ところが数日前、エリカ・フリードマンというアメリカにおける日本製百合漫画・アニメの開拓者のブログに『百合のリアル』のレビューが掲載され、勘違いに気づきました。急遽『百合のリアル』を読んでみることに。著者の牧村朝子——まきむぅはレズビアンであることを公言しているタレントで本のカバー帯の写真の通り、とてもきれいな方。文章は読みやすく、読者に語りかけるような感じの一人称パートと複数のキャラクター対話パートを織り交ぜて進展します。内容は、タレントの書いた興味本位の読者向けのレズビアン告白本というようなものではなく、セクシュアリティとジェンダーについて丁寧にガイドするもの。著者がレズビアンということで話はレズビアン寄りの話題が多いですが、男性同性愛も含めた多様な性のありかたについて説明していて、中学生くらいで性自認や性指向の揺らぎを感じて一人で悩んでしまっている子が手に取るととても良いガイドになるのではないかと思える本でした。著者の一人称パートでは主に著者自身の性に対する考え方、見方の変遷を紹介し、キャラ対話パートではキャラ同士の議論によって性指向・性嗜好・性自認といったものに対する理解を深めていくことになります。
著者の肩書きはタレントであると同時にレズビアンライフサポーター。この本は後者の立場から生まれたものです。内容は堅苦しくはなく、けれど(すでに述べたように)「レズビアンタレントが性を赤裸々に語る」的な扇情的な娯楽本でもありません。同性愛のセックスについて具体的な説明もありはしますが、基本的に自己の性別や性指向に悩んでいる少年少女のために書かれた切実で誠実で堅実な内容です。読者とは、学校の図書館や保健室にこの本が置かれていて「私は性的にヘンなのかも」と悩んでいる子が手に取る、という出会い方をすれば理想的なのに、と思いました。
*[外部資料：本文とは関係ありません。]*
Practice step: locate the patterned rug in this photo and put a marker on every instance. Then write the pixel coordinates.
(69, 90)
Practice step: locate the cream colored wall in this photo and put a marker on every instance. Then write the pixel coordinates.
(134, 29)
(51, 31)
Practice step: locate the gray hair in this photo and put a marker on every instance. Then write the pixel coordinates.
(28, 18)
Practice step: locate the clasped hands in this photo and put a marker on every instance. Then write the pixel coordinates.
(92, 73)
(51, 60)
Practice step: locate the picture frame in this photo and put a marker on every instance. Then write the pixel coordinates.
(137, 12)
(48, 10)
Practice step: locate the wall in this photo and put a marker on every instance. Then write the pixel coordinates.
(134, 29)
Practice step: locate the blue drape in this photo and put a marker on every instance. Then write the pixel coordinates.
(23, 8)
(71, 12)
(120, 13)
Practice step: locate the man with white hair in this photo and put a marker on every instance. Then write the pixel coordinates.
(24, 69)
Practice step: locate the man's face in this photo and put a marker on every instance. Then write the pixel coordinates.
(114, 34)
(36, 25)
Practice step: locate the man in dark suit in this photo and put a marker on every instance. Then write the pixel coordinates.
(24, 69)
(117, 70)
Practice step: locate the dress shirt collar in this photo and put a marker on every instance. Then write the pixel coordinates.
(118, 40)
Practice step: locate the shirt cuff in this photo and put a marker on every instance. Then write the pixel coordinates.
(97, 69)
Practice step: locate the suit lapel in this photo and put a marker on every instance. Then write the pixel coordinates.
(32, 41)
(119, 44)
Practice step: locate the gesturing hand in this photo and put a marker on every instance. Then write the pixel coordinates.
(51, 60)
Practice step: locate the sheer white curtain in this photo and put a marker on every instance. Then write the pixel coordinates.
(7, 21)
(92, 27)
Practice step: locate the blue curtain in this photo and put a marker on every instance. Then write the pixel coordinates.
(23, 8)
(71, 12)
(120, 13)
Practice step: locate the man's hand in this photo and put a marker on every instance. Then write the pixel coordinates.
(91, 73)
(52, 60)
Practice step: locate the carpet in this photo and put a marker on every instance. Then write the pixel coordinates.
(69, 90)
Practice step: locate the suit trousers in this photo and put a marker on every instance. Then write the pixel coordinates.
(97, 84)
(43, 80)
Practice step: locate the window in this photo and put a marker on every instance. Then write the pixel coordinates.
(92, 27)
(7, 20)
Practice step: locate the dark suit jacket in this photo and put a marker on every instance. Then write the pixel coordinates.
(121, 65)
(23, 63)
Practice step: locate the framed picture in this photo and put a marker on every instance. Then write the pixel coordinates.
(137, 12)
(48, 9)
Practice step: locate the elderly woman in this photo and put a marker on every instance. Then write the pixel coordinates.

でもきっと、星海社の新書じゃ図書館や保健室に置く本を決める立場の人の目に届かない。岩波ジュニア新書あたりならばあるいは、なんて思いました。まきむぅにはぜひ少年少女たちにリーチできるレーベルから、性に惑う少年少女たちに直接届くメッセージを本にして欲しいと思ったのでした。これは「ふ〜ん」と読み飛ばす教養本でも感動を共有するための本でもなく、より切実な思春期の悩みのための“リアル”なガイド本であると思います。
著者自身があとがきで触れていたことにはちょっと反する感想になってしまったかな。